At Warriortalk we have been discussing the modern applications of the Submachinegun. Some might scoff at such a thing, citing the wholesale move away from the SMG by the world's armies in favor of the short assault rifle. But in reality, what the SMG was capable of in the 1990s, it is still capable of, and in proper form, it has some serious advantages over the SAR (short assault rifle). Our favorite, based on availability as well as simplicity and ruggedness, is the time honored UZI.
In the realm of the pistol, the SMG is king, and the UZI a strong contender for the crown. The UZI SMG beats the shotgun for anything except a very narrow spectrum. Don't believe me? Shoot a shotgun qual with the UZI and then report back. But before you do, try to shoot an SMG qual with the shotgun.

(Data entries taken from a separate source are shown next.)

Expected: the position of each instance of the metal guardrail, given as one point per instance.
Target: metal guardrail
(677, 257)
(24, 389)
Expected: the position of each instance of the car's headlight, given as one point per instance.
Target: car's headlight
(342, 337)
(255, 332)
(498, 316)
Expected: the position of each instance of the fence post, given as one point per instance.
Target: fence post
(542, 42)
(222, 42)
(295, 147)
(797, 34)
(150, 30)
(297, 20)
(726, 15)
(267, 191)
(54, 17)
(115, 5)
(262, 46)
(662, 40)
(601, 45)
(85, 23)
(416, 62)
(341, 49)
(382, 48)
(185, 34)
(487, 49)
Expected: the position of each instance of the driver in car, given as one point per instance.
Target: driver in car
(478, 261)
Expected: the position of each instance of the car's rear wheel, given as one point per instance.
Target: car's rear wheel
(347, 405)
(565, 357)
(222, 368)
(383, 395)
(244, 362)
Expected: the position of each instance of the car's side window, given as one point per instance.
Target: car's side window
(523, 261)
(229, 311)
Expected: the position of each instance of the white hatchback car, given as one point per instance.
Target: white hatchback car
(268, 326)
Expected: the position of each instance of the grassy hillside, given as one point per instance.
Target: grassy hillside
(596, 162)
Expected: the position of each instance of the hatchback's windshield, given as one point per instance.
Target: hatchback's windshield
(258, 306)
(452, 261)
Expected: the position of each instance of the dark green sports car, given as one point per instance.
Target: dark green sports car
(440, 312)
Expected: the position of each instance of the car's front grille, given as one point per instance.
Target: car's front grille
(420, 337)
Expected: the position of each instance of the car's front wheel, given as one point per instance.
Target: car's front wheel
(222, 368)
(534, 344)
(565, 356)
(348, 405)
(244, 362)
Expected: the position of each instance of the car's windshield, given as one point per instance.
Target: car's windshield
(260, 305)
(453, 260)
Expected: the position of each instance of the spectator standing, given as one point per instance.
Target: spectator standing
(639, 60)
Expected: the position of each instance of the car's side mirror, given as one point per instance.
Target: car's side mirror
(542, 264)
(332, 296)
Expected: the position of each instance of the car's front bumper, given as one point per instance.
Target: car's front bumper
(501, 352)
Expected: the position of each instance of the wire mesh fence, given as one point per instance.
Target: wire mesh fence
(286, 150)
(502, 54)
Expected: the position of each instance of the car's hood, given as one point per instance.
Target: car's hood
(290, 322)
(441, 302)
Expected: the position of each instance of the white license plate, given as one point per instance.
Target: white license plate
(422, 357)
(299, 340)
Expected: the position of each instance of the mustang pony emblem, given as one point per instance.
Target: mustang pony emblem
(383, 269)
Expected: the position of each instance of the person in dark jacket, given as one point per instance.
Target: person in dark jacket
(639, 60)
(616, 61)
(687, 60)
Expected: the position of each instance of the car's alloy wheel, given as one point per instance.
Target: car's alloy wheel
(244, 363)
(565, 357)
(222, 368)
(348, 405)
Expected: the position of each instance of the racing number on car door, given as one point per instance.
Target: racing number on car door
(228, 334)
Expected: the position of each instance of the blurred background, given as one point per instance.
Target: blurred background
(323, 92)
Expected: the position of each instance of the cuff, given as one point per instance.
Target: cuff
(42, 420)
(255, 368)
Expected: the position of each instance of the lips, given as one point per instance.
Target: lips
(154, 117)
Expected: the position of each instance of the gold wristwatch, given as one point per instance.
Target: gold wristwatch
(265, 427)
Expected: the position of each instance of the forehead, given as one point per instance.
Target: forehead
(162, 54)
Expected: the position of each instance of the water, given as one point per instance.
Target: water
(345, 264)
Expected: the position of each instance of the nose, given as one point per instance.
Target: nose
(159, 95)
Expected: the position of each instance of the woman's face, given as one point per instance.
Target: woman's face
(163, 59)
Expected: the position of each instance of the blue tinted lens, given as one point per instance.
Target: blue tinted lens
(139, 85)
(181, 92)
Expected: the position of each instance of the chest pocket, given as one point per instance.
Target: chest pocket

Compared to the pistol used in the proactive application, the UZI wins again. Go find the most difficult pistol qual you can find, and then shoot it with the UZI. Begin finger off trigger but in a contact ready to begin. It will be very simple to meet the times and accuracy standards. It is easier to hit, and hit fast and repeatedly with a weapon like the UZI with multiple points of contact and a cheekweld. That someone can use a pistol well is not the issue. That same person would do better with an UZI. You can prove it to yourself at will if you are honest. One important advantage is that while the UZI SMG is not run like the M4 or exactly like the AK, it is run exactly like a handgun.
The UZI has both a grip safety and a sliding thumb safety under the firing hand thumb. We have found that in administrative mode (carrying slung, or in a bag) he use of the safety is warranted. But once the weapon is in hand, that safety is disengaged and the grip safety is the only safety. Think of it as an XD, and run it like a Glock, allowing your trigger finger to be the real safety.
The magazine release is very similar to the various European Pistols with a heel release. The "speed load" advocates will jump on this as a failing of the system. It is not. The "speed load" concept was a foolish doctrine devised on the playing field to promote the use of the 1911 over the revolver back in the early days of IPSC. Don't fall for it. Very few SMGs or infantry rifles are set up for "speed loading" in the playing field context, yet can be reloaded very quickly.
With the UZI, the L-Shaped magazine clamp has been very popular. One IDF vet reports that every single UZI he ever ran was equipped with these. It allows a very smooth and drama-free "proactive reload" in the same manner as what is taught for a handgun. In short, grab the bottom of the on-board magazine and press the magazine release button. Extract it, turn the wrist slightly, and insert the new magazine. The run the bolt to chamber a new round. This maneuver, like on the Kalashnikov Rifle, serves as both a reload and a malfunction clearance maneuver.
Like the AK-47, FAL and other martial weapons, all of these maneuvers should finish by running the bolt. With the UZI, operation of the bolt is very reminiscent of running the slide on your Glock.
The UZI magazine has many similarities to the Glock magazine (and other similar 9mm handguns). It fits easily in any pouch designed to carry a pistol magazine. In clandestine environments where a low profile is required, one can keep the UZI nearby with an L-Shaped Magazine configuration in place and an extra 25 round magazine on-person. The reload is amazingly similar to the typical handgun reload.
The operator removes the on-board magazine and stows it in the front pocket (or down the shirt, or in a dump pouch, or...). Then he reaches back and accesses a fresh magazine. The UZI magazine should always be carried as the last magazine so the operator knows its location and so it does not interfere with the reload of the hand gun. In this case, we have positioned the 25 round UZI magazine in a Blade-Tech mag pouch for a Glock 17.
The other area that is particular to the SMG is transitions to secondary weapons. While it can and has been done with handgun to handgun, we see more of this with shoulder gun to handgun.
With the UZI, we like to add a VFG. In this case we are using an old Israeli VFG we had in our "used pile" while we wait for the Crimson Trace Light/Laser VFG. The Handguard rail is one of the excellent units we sell from Barrelxchange. The VFG can be used to guide and control the UZI out of position if you have not had time to deploy a sling, or prefer to work without one.
Move the UZI offline as you grab the pistol, and then carry on as usual.
For the private citizen seeking a PDW that can truly go everywhere he or she goes, that can be wielded by strong man, stay at home moms, or kids, and that does not have the muzzle blast or penetration/reach characteristics of the short assault rifle, the SMG in UZI form may be the best answer. It served urban SWAT units for many years and it may be seeing a rebirth as the best answer for a private citizen's PDW.